The workaround is simply just to set restart: always or restart: unless-stopped.

I noticed this issue is not a big deal. But I'd to keep this issue here for anyone who tried restart: none

dosubot[bot] commented 3 months ago

Hi @CXwudi, I'm here to help you with any bugs, questions, or contributions you have for the Dify project. Let me know how I can assist you while waiting for the human maintainer.

To resolve the race condition between dify-api and dify-worker when launching a fresh new instance of Dify version 0.6.15, you can ensure that the database migrations are completed before the dify-worker starts. This can be achieved by setting the MIGRATION_ENABLED environment variable to true and ensuring that the dify-api service completes its startup process before the dify-worker service begins.

Here is a modified version of your docker-compose.yaml file to include a dependency on the api service for the worker service, along with the necessary configurations for the database and Redis services:

version: '3'
services:
  # The postgres database.
  db:
    image: postgres:15-alpine
    restart: always
    environment:
      POSTGRES_PASSWORD: difyai123456
      POSTGRES_DB: dify
      PGDATA: /var/lib/postgresql/data/pgdata
    volumes:
      - ./volumes/db/data:/var/lib/postgresql/data
    ports:
      - "5432:5432"

  # The redis cache.
  redis:
    image: redis:6-alpine
    restart: always
    volumes:
      - ./volumes/redis/data:/data
    command: redis-server --requirepass difyai123456
    ports:
      - "6379:6379"

  # API service
  api:
    image: langgenius/dify-api:0.6.15
    restart: always
    environment:
      MODE: api
      LOG_LEVEL: INFO
      SECRET_KEY: sk-9f73s3ljTXVcMT3Blb3ljTqtsKiGHXVcMT3BlbkFJLK7U
      CONSOLE_WEB_URL: ''
      INIT_PASSWORD: ''
      CONSOLE_API_URL: ''
      SERVICE_API_URL: ''
      APP_WEB_URL: ''
      FILES_URL: ''
      FILES_ACCESS_TIMEOUT: 300
      MIGRATION_ENABLED: 'true'
      DB_USERNAME: postgres
      DB_PASSWORD: difyai123456
      DB_HOST: db
      DB_PORT: 5432
      DB_DATABASE: dify
      REDIS_HOST: redis
      REDIS_PORT: 6379
      REDIS_PASSWORD: difyai123456
      REDIS_USE_SSL: 'false'
      REDIS_DB: 0
      CELERY_BROKER_URL: redis://:difyai123456@redis:6379/1
      WEB_API_CORS_ALLOW_ORIGINS: '*'
      CONSOLE_CORS_ALLOW_ORIGINS: '*'

  # Worker service
  worker:
    image: langgenius/dify-api:0.6.15
    restart: always
    depends_on:
      - api
    environment:
      MODE: worker
      CONSOLE_WEB_URL: ''
      DB_USERNAME: postgres
      DB_PASSWORD: difyai123456
      DB_HOST: db
      DB_PORT: 5432
      DB_DATABASE: dify
      REDIS_HOST: redis
      REDIS_PORT: 6379
      REDIS_PASSWORD: difyai123456
      REDIS_USE_SSL: 'false'
      REDIS_DB: 0
      CELERY_BROKER_URL: redis://:difyai123456@redis:6379/1
      WEB_API_CORS_ALLOW_ORIGINS: '*'
      CONSOLE_CORS_ALLOW_ORIGINS: '*'

By adding depends_on: - api to the worker service, Docker Compose will ensure that the api service is started before the worker service, reducing the likelihood of a race condition causing a sqlalchemy.exc.IntegrityError. Additionally, the configurations for the database and Redis services are included to ensure they are properly set up. The MIGRATION_ENABLED environment variable ensures that migrations are executed prior to the application startup and the application starts after the migrations have completed [1].
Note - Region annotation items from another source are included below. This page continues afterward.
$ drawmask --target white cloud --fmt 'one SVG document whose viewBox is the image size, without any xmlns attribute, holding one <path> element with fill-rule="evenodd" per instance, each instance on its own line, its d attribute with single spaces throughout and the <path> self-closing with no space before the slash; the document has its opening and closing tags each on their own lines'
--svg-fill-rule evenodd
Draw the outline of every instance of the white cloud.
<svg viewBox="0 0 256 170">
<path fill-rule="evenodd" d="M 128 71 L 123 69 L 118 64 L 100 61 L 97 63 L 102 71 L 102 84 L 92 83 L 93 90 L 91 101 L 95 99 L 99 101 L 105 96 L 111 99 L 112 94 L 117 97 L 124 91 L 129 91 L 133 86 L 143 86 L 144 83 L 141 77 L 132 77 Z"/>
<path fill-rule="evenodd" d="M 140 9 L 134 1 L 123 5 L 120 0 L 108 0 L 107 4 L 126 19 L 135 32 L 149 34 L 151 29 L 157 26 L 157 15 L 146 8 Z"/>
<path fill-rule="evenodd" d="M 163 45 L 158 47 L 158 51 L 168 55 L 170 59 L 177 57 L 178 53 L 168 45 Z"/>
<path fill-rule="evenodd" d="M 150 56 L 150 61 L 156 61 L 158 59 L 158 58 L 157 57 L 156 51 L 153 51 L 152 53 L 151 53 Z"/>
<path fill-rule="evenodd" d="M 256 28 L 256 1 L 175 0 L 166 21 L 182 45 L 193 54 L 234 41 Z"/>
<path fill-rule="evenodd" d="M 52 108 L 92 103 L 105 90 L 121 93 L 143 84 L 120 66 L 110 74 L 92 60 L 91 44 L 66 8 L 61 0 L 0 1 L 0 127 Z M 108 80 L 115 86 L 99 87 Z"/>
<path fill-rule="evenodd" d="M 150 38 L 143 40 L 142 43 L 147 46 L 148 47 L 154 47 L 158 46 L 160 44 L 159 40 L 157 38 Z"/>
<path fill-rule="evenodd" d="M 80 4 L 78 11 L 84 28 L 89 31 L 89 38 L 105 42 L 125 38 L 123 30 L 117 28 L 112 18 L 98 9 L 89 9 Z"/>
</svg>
To continue talking to Dosu, mention @dosu.

CXwudi commented 3 months ago

Actually just realized I am using an old version of dify. I thought I already pulled the latest image. Closing now

CXwudi commented 3 months ago

Or you can also do:

  api:
    image: langgenius/dify-api:0.6.15
    restart: always
    depends_on:
      - worker # let api and worker run one-by-one

In case if you saw this issue again